The Carnegie Mellon research team also argues that the U.S. shouldn't rush to invest large amounts in a new infrastructure, such as the LNG infrastructure, without analyzing all the indirect implications of those investments compared to alternative supply options. In addition, utilities and the government should put more effort into conservation and energy efficiency that could help reduce the need for large investments. As the options grow more complicated, the choices become harder and harder.
The Carnegie Mellon suggestions are fundamental, but they do not take into account the emergence of a new energy concept, based on coupling biogas production to LNG export infrastructrues. Biopact is currently conducting a basic lifecycle and economic feasibility assessment of the opportunity to produce biogas close to such existing LNG facilities. The concept consists of capturing and storing carbon dioxide from biogas which results in carbon-negative and ultra-clean biomethane (schematic, click to enlarge). This upgraded bio-based gas is then integrated into the existing LNG upstream.
Given the fact that separating CO2 from biogas before it is combusted is considerably less costly than capturing carbon from fossil fuels, we predict it might become a feasible option to couple biogas with CCS to existing LNG infrastructures. Storage of the carbon dioxide can occur in oil and gas fields to enhance the recovery of these resources, or in (onshore) saline aquifers which hold large potential and are found to be abundant near some of the largest current LNG sites in the Global South (more here: "Deep geological CO2 storage: principles, and prospecting for bioenergy disposal sites", *.pdf).

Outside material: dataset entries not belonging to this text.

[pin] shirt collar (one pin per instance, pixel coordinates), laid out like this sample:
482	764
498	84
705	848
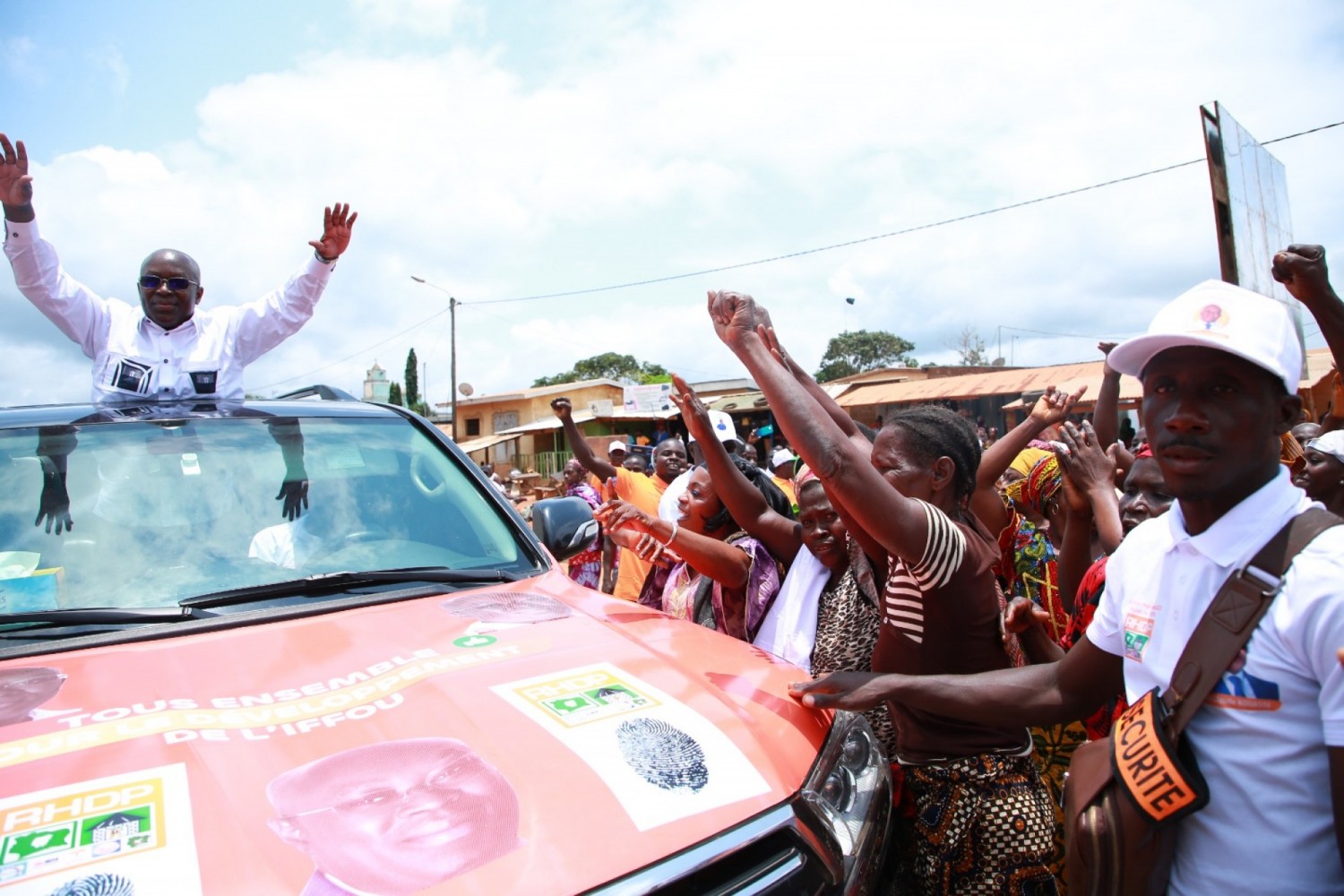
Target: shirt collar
155	330
1242	530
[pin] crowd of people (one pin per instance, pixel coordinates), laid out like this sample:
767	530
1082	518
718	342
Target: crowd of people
994	600
989	599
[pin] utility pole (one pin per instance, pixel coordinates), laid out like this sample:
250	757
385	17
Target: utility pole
452	341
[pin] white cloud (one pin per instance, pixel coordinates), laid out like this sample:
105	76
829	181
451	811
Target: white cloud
117	70
642	144
419	16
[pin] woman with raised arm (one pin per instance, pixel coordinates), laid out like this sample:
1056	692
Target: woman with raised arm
704	567
827	616
983	820
636	487
585	565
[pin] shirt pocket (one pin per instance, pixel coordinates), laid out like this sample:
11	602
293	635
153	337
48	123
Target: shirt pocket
128	374
203	376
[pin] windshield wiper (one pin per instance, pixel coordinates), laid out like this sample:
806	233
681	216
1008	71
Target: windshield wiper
340	581
97	616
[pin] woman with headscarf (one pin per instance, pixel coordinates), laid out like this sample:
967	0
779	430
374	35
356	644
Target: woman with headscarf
983	821
1091	501
585	565
706	568
1322	471
1030	521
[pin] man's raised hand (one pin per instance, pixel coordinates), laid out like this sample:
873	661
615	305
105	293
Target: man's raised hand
1054	406
694	413
338	220
15	180
840	691
1301	271
734	316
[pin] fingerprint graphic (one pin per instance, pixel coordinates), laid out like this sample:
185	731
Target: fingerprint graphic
97	885
663	754
505	606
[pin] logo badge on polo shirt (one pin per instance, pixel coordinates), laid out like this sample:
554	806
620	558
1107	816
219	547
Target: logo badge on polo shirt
204	382
132	376
1212	317
1239	689
1139	632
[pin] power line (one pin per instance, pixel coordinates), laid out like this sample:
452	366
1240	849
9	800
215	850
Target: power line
804	252
887	236
349	358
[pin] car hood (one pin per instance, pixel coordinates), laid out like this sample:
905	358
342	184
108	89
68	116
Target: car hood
526	737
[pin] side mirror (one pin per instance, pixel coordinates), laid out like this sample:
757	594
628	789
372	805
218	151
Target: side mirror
564	525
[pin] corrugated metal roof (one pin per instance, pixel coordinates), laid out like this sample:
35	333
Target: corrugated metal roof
741	402
483	443
1016	382
545	424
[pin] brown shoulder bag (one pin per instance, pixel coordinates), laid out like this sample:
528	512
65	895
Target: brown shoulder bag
1125	794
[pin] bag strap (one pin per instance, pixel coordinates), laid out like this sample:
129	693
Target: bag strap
1233	616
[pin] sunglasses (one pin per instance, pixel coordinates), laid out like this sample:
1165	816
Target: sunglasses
177	284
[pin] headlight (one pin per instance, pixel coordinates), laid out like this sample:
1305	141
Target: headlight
849	791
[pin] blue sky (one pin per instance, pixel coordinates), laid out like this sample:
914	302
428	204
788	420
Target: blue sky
503	151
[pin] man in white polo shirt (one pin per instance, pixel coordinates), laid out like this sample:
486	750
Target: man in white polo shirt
166	349
1219	368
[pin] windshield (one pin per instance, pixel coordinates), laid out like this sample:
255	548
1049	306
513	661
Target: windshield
164	511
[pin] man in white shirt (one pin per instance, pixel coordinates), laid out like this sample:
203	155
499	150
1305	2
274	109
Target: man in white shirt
726	433
166	349
1219	368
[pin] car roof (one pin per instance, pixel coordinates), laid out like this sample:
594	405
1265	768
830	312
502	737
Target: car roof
115	413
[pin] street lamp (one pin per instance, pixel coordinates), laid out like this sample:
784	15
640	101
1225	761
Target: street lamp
452	351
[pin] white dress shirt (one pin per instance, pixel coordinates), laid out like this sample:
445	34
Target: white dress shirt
132	357
1262	735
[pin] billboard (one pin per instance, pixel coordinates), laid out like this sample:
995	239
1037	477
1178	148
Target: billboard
1250	207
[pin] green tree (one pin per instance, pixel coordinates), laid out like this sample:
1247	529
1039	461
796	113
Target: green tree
411	381
857	351
625	368
970	347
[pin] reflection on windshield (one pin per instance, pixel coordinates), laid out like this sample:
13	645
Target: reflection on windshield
136	513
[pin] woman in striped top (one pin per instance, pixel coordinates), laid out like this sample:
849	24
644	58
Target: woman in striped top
983	818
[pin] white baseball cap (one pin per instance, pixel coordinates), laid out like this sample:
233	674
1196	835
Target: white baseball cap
722	427
1222	316
1330	444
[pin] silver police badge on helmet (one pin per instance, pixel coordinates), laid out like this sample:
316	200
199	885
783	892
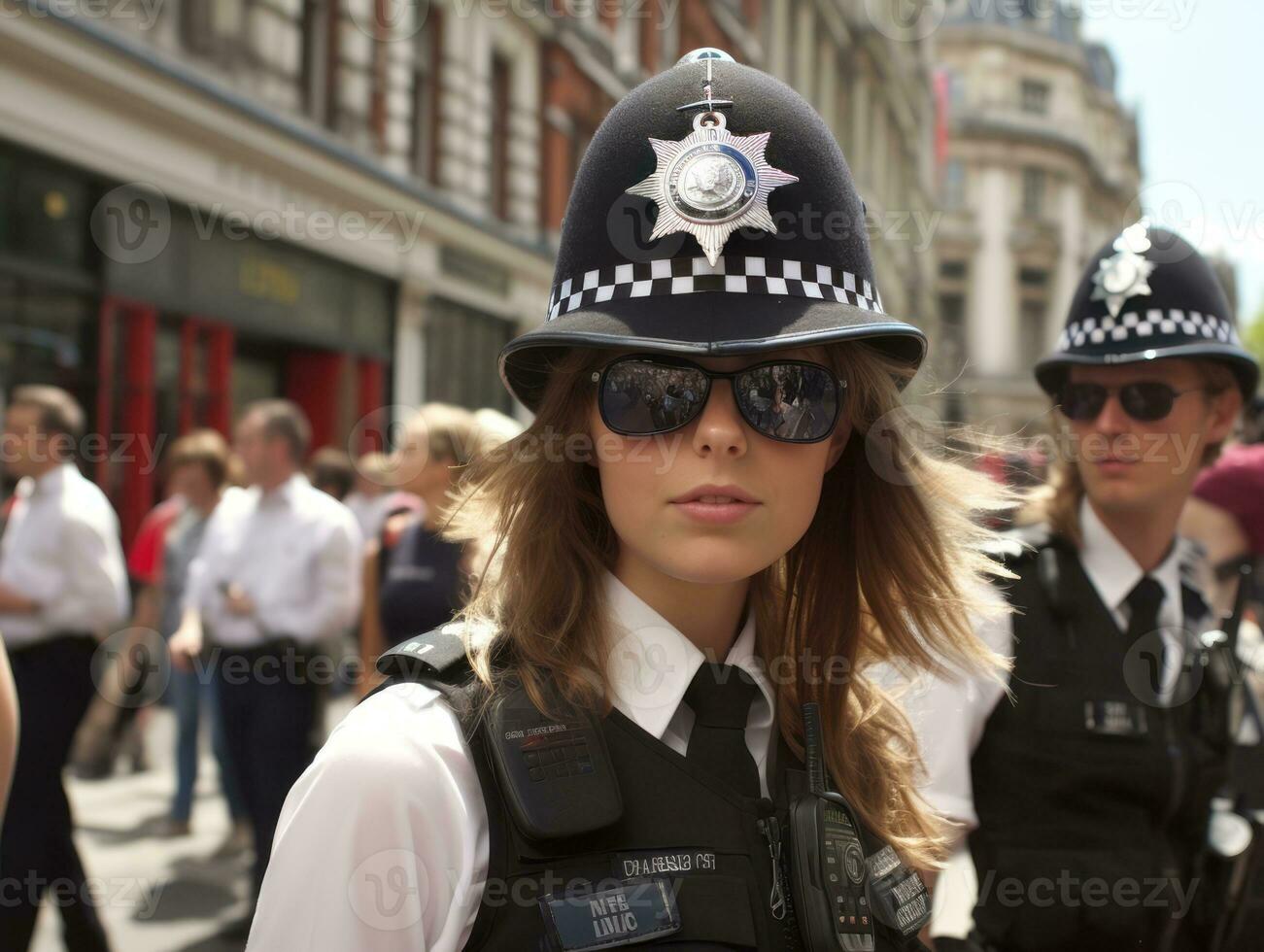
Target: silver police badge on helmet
1126	272
712	183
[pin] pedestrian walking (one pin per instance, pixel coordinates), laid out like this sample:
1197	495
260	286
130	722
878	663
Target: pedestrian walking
1087	793
278	570
63	587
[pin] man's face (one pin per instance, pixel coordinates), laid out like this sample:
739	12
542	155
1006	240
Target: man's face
26	450
261	458
1130	464
642	479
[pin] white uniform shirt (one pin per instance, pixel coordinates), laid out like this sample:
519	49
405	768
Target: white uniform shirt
949	716
61	549
296	554
383	842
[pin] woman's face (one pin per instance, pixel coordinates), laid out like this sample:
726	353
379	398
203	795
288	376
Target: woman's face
647	485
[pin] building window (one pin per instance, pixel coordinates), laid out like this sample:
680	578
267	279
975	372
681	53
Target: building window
424	121
1033	192
1033	278
461	348
954	185
318	74
218	29
1036	96
1032	329
502	108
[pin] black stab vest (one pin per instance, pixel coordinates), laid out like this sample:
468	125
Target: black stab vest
1090	801
676	822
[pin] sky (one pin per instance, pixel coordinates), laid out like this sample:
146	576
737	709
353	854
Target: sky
1193	70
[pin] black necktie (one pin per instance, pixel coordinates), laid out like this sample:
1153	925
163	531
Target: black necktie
1143	603
721	699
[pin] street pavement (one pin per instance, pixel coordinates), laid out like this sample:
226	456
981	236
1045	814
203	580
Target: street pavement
158	894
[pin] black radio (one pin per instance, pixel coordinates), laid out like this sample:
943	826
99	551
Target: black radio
839	892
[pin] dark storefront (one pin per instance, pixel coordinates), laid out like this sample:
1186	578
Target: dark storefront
159	319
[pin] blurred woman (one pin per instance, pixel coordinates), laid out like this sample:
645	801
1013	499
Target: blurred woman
414	579
198	470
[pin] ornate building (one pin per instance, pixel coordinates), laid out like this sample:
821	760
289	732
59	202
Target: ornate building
1042	168
354	202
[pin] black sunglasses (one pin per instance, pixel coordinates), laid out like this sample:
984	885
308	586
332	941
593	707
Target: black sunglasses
645	394
1144	401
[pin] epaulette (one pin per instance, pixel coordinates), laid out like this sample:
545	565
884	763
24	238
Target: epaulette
437	655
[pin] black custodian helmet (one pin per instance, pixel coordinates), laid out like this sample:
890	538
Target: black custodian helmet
1147	294
757	238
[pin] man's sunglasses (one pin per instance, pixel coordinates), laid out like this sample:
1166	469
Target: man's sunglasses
645	394
1144	401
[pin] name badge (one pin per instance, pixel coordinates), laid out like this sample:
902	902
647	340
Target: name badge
622	914
1116	718
659	863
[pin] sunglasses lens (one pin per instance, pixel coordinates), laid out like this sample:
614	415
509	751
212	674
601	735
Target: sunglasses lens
792	402
1146	399
641	397
1082	401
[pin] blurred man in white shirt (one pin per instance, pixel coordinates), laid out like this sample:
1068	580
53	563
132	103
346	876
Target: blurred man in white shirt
62	586
277	573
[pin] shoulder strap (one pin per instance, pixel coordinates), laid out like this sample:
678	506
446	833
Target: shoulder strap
436	659
436	655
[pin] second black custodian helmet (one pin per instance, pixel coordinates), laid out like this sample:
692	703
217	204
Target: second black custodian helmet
759	238
1147	294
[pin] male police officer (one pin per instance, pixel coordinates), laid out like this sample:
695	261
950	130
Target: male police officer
1087	797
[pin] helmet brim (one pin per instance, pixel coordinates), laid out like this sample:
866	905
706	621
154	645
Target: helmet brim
703	325
1050	372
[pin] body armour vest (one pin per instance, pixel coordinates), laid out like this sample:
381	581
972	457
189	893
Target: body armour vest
1092	803
685	864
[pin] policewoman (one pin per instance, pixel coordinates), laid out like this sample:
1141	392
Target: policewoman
1088	792
614	745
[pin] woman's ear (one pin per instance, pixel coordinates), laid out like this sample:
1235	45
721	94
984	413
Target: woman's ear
838	443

In December of this year, the United Nations Climate Change Conference will convene in Bali, Indonesia, to prepare the post-Kyoto future. This meeting will be crucial for the future of carbon markets. Some are working towards the adoption of measures that allow bioenergy producers to bank in on carbon-negative biofuels. It is within this context that the commercial feasibility of carbon-negative biogas production coupled to LNG will be determined. If enough voices favor a transition towards a global carbon market, then such projects might become profitable.
Biopact will share preliminary results of its assessment at the upcoming Sparks & Flames energy conference at which the organisation will chair a session on carbon-negative energy, part of the Gas Storage and Trading Summit.
The Carnegie Mellon insights on the GHG emissions of LNG might have to be adapted with these new perspectives in mind, and vice-versa.
On another note, even though co-firing biomass with coal is already practised on a relatively large scale in Europe, the study did not look at the use of biomass in CCS-power plants.
Jaramillo, P.; Griffin, W. M.; Matthews, H. S., "Comparative Life-Cycle Air Emissions of Coal, Domestic Natural Gas, LNG, and SNG for Electricity Generation", Environ. Sci. Technol. 2007; ASAP Article; DOI: 10.1021/es063031o
Haszeldine, R. S.,"Deep geological CO2 storage: principles, and prospecting for bioenergy disposal sites", Draft for Paris IEA meeting - September 24, 2004
Biopact: Pre-combustion CO2 capture from biogas - the way forward? - March 31, 2007.